Gregory Seidman
1/12/2006 3:55:00 PM
On Thu, Jan 12, 2006 at 04:04:58PM +0900, Matthew Moss wrote:
[...]
} Most solutions fell into one of a few types. I'll cover each a bit and point
} out anything in particular that attracted my attention.
}
} The first class of solutions massaged the input expression a bit, then used
} Ruby's eval method to do the work.
[...]
} The second class of solutions involved using a parsing library or parser
} generator tool.
[...]
} And now we're at the third class of solutions: the handcrafted parsers.
} About nine people handcrafted parsers, mostly recursive descent which is
} rather easy to code.
[...]
I want to go through my handcrafted parser solution, which may have gotten
missed in the shuffle. This is especially likely since I also submitted one
using the eval method. In fact, my handcrafted parser used eval, but only
for the +, -, /, and * operators.
The important bit is that all of the nodes in my syntax tree respond to
to_i with the computed result of its subexpression. This was largely to
make numbers behave the same way that my syntactic elements did, and vice
versa. My parsing method looks like this (with a fail check to make sure
nothing went wrong after each line, mainly for debugging purposes) to
create the syntax tree:
1) token_array = tokenize(expression)
uses String#scan and checks for garbage
2) token_array = validate_and_cook(token_array)
replaces some tokens with symbols, deals with dX => 1dX, d00 =>
d100, d% => d100, makes sure open parens have close parens and
the operators and operands are in grammatically appropriate places
3) parse_tokens(token_array)
a) token_array = parse_parens(token_array)
finds parenthesized expressions and runs the subarray through
parse_tokens; nested parens are handled recursively. Note that
there is no need for error checking, since the expression has
already been validated.
b) token_array = parse_ops(token_array, /^d$/) if token_array.length > 1
finds all d operators and creates a DieOperator object with its
left and right operands. Since all the operators in this grammar
are left-associative, parse_ops is left-associative. The regex is
used to determine if the token is the operator(s) being handled.
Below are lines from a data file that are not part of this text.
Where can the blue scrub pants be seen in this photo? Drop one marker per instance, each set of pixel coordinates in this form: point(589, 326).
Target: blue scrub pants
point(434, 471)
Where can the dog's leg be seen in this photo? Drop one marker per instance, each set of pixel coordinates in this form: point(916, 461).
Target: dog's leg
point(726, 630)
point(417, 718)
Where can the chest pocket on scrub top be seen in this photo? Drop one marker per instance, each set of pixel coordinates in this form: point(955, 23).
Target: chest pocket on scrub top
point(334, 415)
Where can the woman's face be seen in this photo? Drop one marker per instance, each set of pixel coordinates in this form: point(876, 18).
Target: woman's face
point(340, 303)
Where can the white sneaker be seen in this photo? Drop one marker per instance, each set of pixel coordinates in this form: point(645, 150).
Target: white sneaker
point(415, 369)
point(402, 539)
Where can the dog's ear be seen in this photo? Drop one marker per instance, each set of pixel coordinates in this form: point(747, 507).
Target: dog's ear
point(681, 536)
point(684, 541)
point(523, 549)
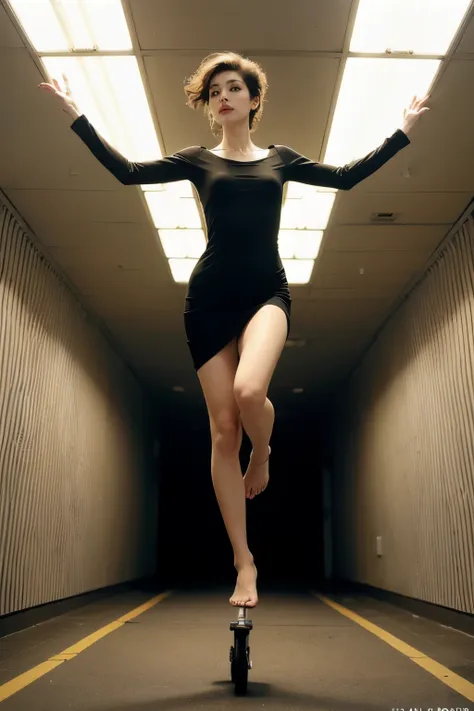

c) token_array = parse_ops(token_array, /^[*\/]$/) if token_array.length > 1
same as b, but for * and / operators. In this case, ArithOperator
objects are created. The parse_ops method uses an OpsClass hash
that matches the operator (d, *, /, +, or -) to the appropriate
class to call new on.
d) token_array = parse_ops(token_array, /^[-+]$/) if token_array.length > 1
same as c, but for + and - operators. Still using ArithOperator
objects.
The ArithOperator class is what uses eval. It is given the operator as a
string, and its to_i method calls eval "#{@left.to_i}#{@op}#{@right.to_i}"
to produce its value.
The points I'm trying to make are:
1) the grammar was so simple that there was no need for a proper
recursive-descent parser
2) duck typing is way cool and let me treat numbers, DieOperators, and
ArithOperators identically
3) a little eval let me use one class instead of four for ArithOperator
4) doing all that validation ahead of time let me replace my syntax tree
with using eval for the whole expression without giving up my nice,
clear failure messages
} Thanks to everyone for the great submissions and lively discussion on the
} mailing list (and the correction to the quiz that I missed!). I just hope
} when we all sit down to play that I don't see any of you with all characters
} stats of 18.
This one was loads of fun, if not as challenging as the Numeric Maze (which
was my first). It's a pity I'll be out of town this weekend and won't be
able to do the next one.
--Greg